Are falling commodities prices a sign of economic weakness ahead?

Some commentators are suggesting that falling commodities prices are a leading indicator of economic weakness ahead. In the old days, yes, commodities prices indicated the health of the economy, but in the "new" economy that linkage is no longer true or at least no longer always true.

In fact, the linkage wasn't even always true in the old days. Price indicates the relative balance between supply and demand. Yes, lower emand will trigger a decline in prices, but rising supply can trigger declining prices as well. This is really, really, basic Econ 101, but some commentaters pretend that it isn't true.

There is also the distinction between real demand by end users of the commodities and speculative demand by speculators and other intermediaries who place themselves between the suppliers and the users. In other words, they create a "bubble" which distorts supply and demand and hence prices. That is the primary effect that we have been seeing over the past two years, with the big run-up of commodities prices as well as the current retracement of prices.

Sure, there are always speculators in any market, but two key differences in the current commodites speculation "bubble" are the vast amount of capital being thrown at commodities, especially by hedge funds and large "investment" banks and a mob of smaller "investors", and the willingness of these large players to actually take physical delivery of the commodities when the front-month futures contracts run out. They don't actually take real delivery, but simply become the owners electronically and begin to pay storage costs for the physical commodities. Taking delivery effectively has reduced supply, helping to push prices up. This accounts for why energy prices could be high even though inventory levels have also been high. Much of those inventories have been held off the market. Is this legal? Apparently. Whether it should be legal is a matter of debate, but the fact that so many Wall Street commentaters haven't given the American people a clear accounting of why energy costs have been so high is truly conconscionable, although oh-so typical of Wall Street.

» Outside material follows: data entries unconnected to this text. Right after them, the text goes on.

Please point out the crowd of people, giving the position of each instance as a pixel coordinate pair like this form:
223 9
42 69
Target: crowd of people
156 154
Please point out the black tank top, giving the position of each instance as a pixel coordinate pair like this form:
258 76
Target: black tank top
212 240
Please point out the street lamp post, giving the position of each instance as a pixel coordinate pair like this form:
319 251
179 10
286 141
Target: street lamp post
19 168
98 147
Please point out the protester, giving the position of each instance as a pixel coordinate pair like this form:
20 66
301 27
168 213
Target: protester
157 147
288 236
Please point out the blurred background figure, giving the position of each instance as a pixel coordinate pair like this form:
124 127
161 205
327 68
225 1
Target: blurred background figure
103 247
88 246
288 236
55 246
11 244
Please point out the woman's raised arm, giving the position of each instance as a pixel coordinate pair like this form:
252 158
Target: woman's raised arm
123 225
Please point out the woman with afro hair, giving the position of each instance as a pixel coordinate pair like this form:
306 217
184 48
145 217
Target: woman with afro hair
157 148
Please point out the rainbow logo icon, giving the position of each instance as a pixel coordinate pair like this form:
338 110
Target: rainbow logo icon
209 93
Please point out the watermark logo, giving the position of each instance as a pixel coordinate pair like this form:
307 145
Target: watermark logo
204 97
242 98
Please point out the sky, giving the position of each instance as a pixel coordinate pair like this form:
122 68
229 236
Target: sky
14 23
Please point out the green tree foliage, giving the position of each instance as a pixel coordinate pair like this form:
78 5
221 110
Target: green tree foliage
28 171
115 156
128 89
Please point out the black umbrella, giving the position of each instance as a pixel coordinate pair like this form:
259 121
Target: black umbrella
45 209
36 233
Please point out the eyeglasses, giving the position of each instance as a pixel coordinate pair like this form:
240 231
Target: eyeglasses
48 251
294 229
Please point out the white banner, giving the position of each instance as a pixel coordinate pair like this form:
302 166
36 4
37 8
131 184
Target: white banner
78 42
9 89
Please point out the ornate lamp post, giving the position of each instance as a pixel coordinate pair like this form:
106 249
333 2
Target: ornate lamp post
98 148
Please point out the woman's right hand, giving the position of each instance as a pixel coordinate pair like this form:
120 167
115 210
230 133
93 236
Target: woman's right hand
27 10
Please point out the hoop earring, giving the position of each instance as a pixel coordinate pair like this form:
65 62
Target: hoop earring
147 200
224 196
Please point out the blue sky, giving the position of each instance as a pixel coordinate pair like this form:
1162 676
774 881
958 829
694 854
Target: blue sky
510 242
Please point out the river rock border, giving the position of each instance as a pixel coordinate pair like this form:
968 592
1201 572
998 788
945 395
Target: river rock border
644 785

Essentially it is a conflict of interest because these firms that offer retail investors "advice" also have in-house trading desks which are heavily engaged in speculation. Be clear: Wall Street is not your friend; their goal is to take as much of your money as legally possible. And then some.

In a normal commodities market, speculators can still push prices up, but prices then fall back down as speculators sell the front-month futures contract and buy the next month contract. There are still speculative bubbles, but they are too small to be worth worying about. At some point we will (or may) revert to such a normal market, in which case real economic signals will work again, but we certainly aren't there yet.

So, the decline in commodities is primarily due to a decline in demand, but of speculative demand rather than real demand.

If we were to see oil fall below $15, that would be an indication of declining real demand indicating significant economic weakness, but even at $50 or even $40 or $30, there would be no hint of a significant decline in real demand for oil. Ditto for other commodities.